Outro dia, usei em crônica meio atrapalhada a palavra “alhures”. Juro perante Deus que nos há de julgar que foi a primeira vez em muitos anos de crônica e só não foi a última porque a estou usando outra vez neste texto em que dou uma explicação que não me foi pedida.
Tive um amigo que quis processar Jacqueline Kennedy quando ela se casou com o milionário grego Onassis. Escreveu um livro sobre o assunto e me pediu que o encaminhasse ao editor Ênio Silveira, da antiga Civilização Brasileira. E ameaçou: “Se ele não quiser publicar o meu livro, eu o publicarei alhures!”.
No momento, eu fiz um exame de consciência (coisa rara em mim) para saber se havia alguma editora com esse nome: “Alhures”. Telefonei para o Sindicato dos Editores e Livreiros, lá o Alfredo Machado, que era o presidente, disse que não, era um nome muito complicado para qualquer editora.

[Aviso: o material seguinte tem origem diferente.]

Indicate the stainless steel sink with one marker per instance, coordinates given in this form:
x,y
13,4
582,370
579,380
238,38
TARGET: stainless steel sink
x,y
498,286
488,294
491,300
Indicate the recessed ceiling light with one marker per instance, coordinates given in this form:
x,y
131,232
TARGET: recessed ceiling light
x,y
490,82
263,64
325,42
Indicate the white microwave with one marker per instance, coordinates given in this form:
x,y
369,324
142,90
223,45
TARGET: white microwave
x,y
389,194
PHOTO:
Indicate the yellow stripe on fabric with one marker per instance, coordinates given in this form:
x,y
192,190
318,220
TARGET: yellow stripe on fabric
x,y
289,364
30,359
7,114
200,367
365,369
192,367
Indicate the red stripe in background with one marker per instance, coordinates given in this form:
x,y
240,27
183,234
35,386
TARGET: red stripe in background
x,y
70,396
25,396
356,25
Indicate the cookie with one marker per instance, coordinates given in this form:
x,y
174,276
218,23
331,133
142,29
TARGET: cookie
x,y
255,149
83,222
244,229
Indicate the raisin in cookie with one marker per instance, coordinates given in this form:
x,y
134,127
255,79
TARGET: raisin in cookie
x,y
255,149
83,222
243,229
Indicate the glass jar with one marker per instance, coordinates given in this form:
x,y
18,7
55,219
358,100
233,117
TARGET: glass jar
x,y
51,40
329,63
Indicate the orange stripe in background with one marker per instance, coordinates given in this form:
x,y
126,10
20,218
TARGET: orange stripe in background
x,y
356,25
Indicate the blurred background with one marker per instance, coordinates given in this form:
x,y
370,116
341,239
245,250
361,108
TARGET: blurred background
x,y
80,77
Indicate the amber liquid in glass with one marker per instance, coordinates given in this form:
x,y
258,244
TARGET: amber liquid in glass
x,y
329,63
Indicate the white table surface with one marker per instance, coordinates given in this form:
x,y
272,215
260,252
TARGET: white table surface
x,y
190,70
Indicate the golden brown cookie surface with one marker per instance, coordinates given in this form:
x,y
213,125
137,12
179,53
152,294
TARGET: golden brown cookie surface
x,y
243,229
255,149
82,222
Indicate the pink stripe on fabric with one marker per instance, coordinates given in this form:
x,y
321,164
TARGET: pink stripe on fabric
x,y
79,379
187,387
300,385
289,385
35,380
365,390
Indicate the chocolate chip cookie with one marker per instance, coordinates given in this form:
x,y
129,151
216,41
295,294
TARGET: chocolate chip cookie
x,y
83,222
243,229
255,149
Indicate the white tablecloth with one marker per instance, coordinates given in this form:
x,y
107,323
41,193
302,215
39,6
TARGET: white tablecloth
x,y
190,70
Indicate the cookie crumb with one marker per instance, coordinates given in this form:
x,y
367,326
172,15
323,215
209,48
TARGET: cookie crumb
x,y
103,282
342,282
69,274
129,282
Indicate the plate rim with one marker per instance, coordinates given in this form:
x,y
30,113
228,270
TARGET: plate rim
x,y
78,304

Só então desconfiei do verdadeiro significado da palavra. Este emocionante lance de minha biografia teve replay mais tarde, quando colaborava com JK na redação de suas memórias. Ele narrava para mim um episódio de sua vida, chegara em casa cansado e a desoras. Eu entendi dez horas e foi assim que coloquei no texto final.
Fiel à sua autobiografia, JK me corrigiu, dizendo que naquela noite chegara em casa às 4 h da madrugada, daí que perderia um compromisso para aquela manhã. Eu reclamei, alegando que ouvira ele dizer “dez horas”, mas só então percebi que ele queria dizer “desoras” – acho que qualquer hora depois da meia-noite. Não disse nada, apenas corrigi o texto, como me competia.
De maneira que alhures e desoras (e algumas outras palavras que evitarei citar) entraram no meu modesto vocabulário por caminhos que não dignificam a minha escolaridade.